The US should focus and enhance its edge in aviation and defense. These are far superior sectors with regard to wages and the US has no competitors here, yet. I think the US should play to its strength in education, entertainment, computing and financial services.

Although the median household income fell between 2000 and 2010, wages for those with higher education rose by 1.4 percent in the same period. But attaining a college degree remains a distant dream to millions of Americans.

The White House says 1.2 million students drop out of school each year, and only about 70 percent of entering high school freshmen go on to graduate. The Obama administration is offering a $900 million carrot to the nation’s school systems to tackle what many view as an abysmal dropout rate that threatens America’s ability to compete in the new global economy.

Only 41 percent of low-income students entering a four-year college managed to graduate within five years, the Department of Education found in a study last year, but 66 percent of high-income students did.
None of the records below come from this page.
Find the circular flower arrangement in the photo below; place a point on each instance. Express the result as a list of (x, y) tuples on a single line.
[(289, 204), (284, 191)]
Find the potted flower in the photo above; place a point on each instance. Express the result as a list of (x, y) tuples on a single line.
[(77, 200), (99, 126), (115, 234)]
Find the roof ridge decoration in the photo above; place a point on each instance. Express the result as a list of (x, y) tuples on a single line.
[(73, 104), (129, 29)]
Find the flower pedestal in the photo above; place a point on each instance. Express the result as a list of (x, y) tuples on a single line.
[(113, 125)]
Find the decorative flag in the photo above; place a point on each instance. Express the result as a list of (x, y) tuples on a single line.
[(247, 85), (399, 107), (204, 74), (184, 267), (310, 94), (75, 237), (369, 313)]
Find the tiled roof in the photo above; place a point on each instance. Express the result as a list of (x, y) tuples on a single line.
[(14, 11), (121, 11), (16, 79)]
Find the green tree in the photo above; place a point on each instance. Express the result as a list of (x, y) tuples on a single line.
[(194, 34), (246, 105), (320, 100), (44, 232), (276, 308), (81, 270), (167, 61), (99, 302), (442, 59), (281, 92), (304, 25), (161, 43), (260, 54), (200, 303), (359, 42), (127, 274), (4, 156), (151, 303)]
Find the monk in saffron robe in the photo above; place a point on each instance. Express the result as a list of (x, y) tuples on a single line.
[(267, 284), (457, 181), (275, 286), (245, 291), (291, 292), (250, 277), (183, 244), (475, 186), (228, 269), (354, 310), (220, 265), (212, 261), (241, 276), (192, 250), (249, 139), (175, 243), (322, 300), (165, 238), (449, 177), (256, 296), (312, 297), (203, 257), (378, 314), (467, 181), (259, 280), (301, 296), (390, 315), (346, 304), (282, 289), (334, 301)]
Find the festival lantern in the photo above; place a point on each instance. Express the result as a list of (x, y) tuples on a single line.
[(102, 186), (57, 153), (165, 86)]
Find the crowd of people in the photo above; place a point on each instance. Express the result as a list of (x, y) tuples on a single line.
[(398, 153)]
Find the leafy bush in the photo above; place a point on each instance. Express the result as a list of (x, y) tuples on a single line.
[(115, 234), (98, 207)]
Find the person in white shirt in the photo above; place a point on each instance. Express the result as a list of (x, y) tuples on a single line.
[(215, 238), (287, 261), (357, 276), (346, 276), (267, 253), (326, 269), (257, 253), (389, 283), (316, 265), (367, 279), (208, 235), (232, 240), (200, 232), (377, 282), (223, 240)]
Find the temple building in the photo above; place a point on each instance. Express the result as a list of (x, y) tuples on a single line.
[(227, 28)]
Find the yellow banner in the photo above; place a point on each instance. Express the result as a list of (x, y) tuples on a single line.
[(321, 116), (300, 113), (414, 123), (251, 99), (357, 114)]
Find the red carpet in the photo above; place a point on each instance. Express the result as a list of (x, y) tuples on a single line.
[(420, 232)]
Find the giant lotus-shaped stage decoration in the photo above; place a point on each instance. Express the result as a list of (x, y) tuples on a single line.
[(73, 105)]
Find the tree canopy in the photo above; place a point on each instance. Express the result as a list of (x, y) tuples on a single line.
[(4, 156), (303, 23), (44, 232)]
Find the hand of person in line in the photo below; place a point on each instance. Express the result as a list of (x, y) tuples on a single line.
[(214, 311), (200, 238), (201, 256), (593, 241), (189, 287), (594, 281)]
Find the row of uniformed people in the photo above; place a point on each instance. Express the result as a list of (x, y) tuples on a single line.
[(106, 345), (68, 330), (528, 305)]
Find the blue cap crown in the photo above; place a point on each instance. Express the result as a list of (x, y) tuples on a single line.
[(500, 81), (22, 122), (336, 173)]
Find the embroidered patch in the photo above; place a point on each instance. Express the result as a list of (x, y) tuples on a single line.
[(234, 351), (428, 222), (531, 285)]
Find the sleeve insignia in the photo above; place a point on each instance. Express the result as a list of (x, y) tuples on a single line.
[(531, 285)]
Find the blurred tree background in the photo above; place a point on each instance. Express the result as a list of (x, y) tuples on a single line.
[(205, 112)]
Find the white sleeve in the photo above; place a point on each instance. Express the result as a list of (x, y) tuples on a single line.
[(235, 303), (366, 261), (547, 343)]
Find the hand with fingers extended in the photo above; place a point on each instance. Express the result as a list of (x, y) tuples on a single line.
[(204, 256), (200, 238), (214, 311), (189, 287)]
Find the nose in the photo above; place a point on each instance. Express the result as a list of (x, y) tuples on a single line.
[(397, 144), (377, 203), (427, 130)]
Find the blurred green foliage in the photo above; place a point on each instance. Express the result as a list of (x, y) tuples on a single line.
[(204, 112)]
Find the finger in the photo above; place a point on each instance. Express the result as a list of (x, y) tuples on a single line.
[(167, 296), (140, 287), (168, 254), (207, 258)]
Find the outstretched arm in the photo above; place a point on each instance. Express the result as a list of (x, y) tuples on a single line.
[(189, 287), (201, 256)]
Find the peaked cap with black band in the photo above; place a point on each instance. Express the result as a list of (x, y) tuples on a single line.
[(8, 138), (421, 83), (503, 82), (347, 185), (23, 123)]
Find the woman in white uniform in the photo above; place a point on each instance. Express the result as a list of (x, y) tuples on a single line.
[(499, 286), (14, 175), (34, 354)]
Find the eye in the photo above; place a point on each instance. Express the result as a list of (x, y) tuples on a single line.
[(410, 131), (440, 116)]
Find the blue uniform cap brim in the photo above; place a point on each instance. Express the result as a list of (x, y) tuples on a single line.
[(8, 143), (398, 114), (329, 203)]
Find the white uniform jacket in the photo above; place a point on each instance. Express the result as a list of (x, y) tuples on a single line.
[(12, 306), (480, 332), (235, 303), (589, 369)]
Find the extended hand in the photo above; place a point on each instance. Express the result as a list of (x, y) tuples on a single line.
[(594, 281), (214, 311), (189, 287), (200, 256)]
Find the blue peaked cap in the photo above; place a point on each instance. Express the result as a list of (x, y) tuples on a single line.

Higher achievement in Science, Technology, Engineering and Mathematics (STEM) is critical if the US is to remain globally competitive. But the Program for International Student Assessment revealed that students from 20 other nations in math and science outperformed the top-performing US high school students.
This is troubling statistics. But the inter-generational consequence on US global competitiveness is dire.

The US cannot compete in the same league with Brazil or Russia or India or China. It has to out educate and out innovate the BRIC.

So merely yelling jobs on the floor of Senate or the House or out on the campaign trail just won’t do. Real and urgent investments in Education is fundamental and urgent.